Pounding away the calories… Quickening the heart rate… According to research the average drummer who weighs in at 185lbs can expend 1058.4 joules of energy during an hour-long session. But while we know what the physical activity involved in drumming can do with the body it’s hard to measure what it does to the energy of the mind. For instance, just the thought of developing an idea can be draining. Imagine what kind of strain that “idea” can put on the brain and the entire nervous system when a thinking musician decides to put that “idea” to work in song. Then multiply that by performance and recording and finally multiply all of the above with the infinite variations that come with the imposition of jazz improvisation. That’s what an average day might look like for a drummer. For Ernesto Cervini, however, the whole equation becomes impossibly complex.

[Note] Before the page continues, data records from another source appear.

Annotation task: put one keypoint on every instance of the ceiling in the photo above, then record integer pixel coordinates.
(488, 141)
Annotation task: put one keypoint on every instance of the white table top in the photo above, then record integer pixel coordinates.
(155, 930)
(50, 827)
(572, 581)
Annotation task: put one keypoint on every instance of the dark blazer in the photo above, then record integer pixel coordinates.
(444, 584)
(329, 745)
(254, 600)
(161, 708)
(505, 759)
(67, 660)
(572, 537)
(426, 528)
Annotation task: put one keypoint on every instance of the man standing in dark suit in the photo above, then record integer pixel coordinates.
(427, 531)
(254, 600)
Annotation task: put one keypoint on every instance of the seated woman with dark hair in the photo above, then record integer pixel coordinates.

The Toronto – and sometimes New-York-based composer, drummer with enviable virtuoso skills as a multi-instrumentalist, playing saxophone, flute and clarinet – does all of the above with six active ensembles. And he plans tours and produces recordings for each of them. Moreover, Mr Cervini manages a music publicity business, which has a growing roster of artists. And, as if that isn’t enough he is a happy and full-time dad to two small children. Well, his wife probably does all the heavy-lifting but there are days when Mr Cervini must also do likewise, no matter, for instance what he’s been up to the previous night. So, speaking of a bottomless reserve of joules at his disposal, the whole idea is probably anachronistic.

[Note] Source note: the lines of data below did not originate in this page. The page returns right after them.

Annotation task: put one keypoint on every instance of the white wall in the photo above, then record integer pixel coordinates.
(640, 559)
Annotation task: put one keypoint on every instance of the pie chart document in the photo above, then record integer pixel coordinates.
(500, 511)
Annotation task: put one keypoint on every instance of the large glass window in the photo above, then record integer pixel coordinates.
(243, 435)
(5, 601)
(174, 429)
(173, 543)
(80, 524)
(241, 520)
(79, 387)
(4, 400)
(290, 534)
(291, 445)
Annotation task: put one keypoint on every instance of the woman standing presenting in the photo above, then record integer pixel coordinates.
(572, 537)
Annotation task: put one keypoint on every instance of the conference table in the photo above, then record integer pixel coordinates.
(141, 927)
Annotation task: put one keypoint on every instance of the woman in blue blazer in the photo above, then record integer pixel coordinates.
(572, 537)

On September 15th Mr Cervini needed to go online to enroll his children in swimming classes at his community leisure centre. This was the day after an exhausting concert after which he wound up going to bed well past midnight. Still, he awoke at the crack of dawn to power-up his laptop to fill out and submit enrolment forms. “It took hours,” he said, “The website was log-jammed and I had to keep refreshing the link just to get in. It was probably crammed with other parents just like me, scrambling to snag the limited spaces available for children’s swimming at the community centre, close to where I live in Etobikoke,” he said with a laugh. He was already probably running on adrenaline because it was about 1 o’clock by the time he arrived for this interview at The Pilot Tavern on Bloor Street in Toronto. The interview lasted until ten minutes to three, which gave him about ten minutes to set up his drum set before he powered his way through an exhausting couple of sets with Turboprop, his sextet that was in the process of launching a new album, Abundance.

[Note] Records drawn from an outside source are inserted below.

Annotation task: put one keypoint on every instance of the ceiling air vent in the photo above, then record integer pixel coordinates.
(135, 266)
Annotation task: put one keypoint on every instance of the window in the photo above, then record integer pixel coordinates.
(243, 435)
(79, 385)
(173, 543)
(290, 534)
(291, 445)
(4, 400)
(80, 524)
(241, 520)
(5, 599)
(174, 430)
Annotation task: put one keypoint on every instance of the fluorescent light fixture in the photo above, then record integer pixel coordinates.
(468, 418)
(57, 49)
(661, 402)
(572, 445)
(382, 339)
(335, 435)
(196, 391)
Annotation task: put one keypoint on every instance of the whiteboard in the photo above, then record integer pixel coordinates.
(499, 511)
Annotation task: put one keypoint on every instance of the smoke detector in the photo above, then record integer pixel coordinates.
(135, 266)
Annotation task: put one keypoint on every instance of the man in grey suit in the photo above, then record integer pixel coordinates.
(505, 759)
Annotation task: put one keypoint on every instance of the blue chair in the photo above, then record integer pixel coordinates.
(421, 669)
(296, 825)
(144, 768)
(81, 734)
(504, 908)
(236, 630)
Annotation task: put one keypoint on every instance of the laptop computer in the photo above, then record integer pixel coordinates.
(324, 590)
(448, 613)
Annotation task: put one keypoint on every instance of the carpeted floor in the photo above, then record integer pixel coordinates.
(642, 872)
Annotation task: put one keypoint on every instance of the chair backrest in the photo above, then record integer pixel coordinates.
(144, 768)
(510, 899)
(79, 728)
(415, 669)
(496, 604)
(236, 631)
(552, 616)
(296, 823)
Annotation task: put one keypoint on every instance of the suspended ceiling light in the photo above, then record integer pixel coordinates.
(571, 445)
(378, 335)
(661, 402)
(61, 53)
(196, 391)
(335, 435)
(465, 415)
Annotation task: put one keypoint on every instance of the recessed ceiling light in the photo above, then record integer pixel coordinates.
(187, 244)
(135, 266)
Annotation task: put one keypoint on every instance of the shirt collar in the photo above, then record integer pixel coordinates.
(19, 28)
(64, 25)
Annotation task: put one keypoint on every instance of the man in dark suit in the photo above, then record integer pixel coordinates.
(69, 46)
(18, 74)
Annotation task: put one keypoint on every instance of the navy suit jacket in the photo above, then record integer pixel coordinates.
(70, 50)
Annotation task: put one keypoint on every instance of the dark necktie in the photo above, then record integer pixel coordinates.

Although you might think there are quite a few young musicians like him you might be hard-pressed to find an artist as gifted as Ernesto Cervini. A pianist and clarinetist who graduated from the Royal Conservatory and the Toronto University Faculty of Music, Mr Cervini went to the Manhattan School of Music where he sharpened his theoretical and practical skills, performing, writing and performing a lot more. He not only formed musical friendships that ultimately ended up with him being admitted into the New York Jazz music brotherhood. He revisits New York less frequently these days because Canada keeps him busy. Tours of the country have spikes recently with hypermusicalactivity on two fronts: Turboprop, the sextet, Myriad3 – one of two trios he plays with – not to mention the fact that he is also becoming a busy journeyman-drummer. Moreover in the past two years he has been travelling to Europe with Myriad3 and will be there again by the time this story goes to print.